Son défaut de fabrication, en quelque sorte.

Ce parti n’était pas fait pour durer.

Sa longévité se conjugue avec d’importants défis et certaines contradictions.

À l’issue du débat de mercredi, après s’être fait demander s’il préférait un gouvernement conservateur ou libéral, Yves-François Blanchet a répliqué : « C’est comme me demander si je veux de la tarte aux pommes ou de la tarte au sucre. Je préfère ne pas avoir de dessert. »

Mais ce théorème du dessert, si vous nous permettez de le qualifier ainsi, est inexact.

En vérité, sans dessert, le Bloc n’aurait rien à se mettre sous la dent.
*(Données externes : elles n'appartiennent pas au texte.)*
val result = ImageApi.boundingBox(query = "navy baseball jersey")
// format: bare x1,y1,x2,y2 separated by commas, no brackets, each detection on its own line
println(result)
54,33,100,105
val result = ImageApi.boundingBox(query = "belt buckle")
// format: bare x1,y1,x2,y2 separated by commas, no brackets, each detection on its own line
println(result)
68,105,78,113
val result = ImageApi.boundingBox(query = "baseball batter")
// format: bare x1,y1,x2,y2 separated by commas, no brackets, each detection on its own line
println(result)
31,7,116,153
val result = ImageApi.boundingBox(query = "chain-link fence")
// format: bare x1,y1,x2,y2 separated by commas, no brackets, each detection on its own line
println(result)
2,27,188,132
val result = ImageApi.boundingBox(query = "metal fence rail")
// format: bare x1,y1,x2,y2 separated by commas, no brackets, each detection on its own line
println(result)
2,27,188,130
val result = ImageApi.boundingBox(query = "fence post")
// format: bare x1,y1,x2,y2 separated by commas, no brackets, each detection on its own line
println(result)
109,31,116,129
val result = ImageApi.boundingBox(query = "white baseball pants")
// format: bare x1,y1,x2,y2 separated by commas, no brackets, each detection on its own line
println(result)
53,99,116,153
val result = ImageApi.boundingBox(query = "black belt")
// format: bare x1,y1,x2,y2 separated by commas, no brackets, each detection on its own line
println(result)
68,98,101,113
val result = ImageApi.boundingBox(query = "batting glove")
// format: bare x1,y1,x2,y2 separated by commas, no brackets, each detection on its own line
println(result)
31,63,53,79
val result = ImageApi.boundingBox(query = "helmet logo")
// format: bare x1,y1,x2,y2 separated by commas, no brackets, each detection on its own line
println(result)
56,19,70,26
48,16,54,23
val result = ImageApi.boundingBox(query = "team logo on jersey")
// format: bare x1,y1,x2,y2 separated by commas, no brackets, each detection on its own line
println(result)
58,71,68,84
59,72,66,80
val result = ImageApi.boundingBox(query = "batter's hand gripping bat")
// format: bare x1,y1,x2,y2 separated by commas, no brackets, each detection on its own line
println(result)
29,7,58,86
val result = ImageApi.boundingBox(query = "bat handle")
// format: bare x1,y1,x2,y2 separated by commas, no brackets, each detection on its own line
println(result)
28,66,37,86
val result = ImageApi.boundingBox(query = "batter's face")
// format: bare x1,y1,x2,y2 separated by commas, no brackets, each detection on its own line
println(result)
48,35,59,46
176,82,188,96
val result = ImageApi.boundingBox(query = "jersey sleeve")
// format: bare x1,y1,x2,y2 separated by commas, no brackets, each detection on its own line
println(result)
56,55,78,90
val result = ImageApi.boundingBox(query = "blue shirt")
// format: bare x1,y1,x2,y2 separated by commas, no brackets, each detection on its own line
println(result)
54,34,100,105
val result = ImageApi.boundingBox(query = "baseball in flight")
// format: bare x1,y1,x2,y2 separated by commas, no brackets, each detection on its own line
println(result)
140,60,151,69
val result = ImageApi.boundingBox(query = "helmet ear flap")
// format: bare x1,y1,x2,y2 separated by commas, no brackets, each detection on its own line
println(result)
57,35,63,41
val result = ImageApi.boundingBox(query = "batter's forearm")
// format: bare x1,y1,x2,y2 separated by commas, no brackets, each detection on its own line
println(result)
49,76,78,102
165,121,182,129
Ce dont il a besoin, c’est d’une toute petite part de dessert.

Son efficacité au Parlement est inversement proportionnelle aux succès électoraux du Parti conservateur et du Parti libéral. Moins les députés de ces deux partis seront nombreux au Parlement à l’issue du scrutin, plus le Bloc pourra tirer son épingle du jeu.

Ce sera beaucoup plus difficile, par contre, si un gouvernement majoritaire prend les commandes du pays.

Et les électeurs, n’en déplaise au chef du Bloc, ne peuvent cocher l’option « gouvernement minoritaire » sur leur bulletin de vote (une réalité que François Legault a peut-être, lui aussi, sous-estimée).

Par ailleurs, moins les Québécois seront nombreux dans des postes clés au sein du gouvernement, plus les intérêts de la province sont susceptibles d’être marginalisés.

C’est le dilemme des électeurs québécois.

C’est le casse-tête auquel font face les électeurs potentiels du parti.

Et pour le Bloc, c’est la quadrature du cercle.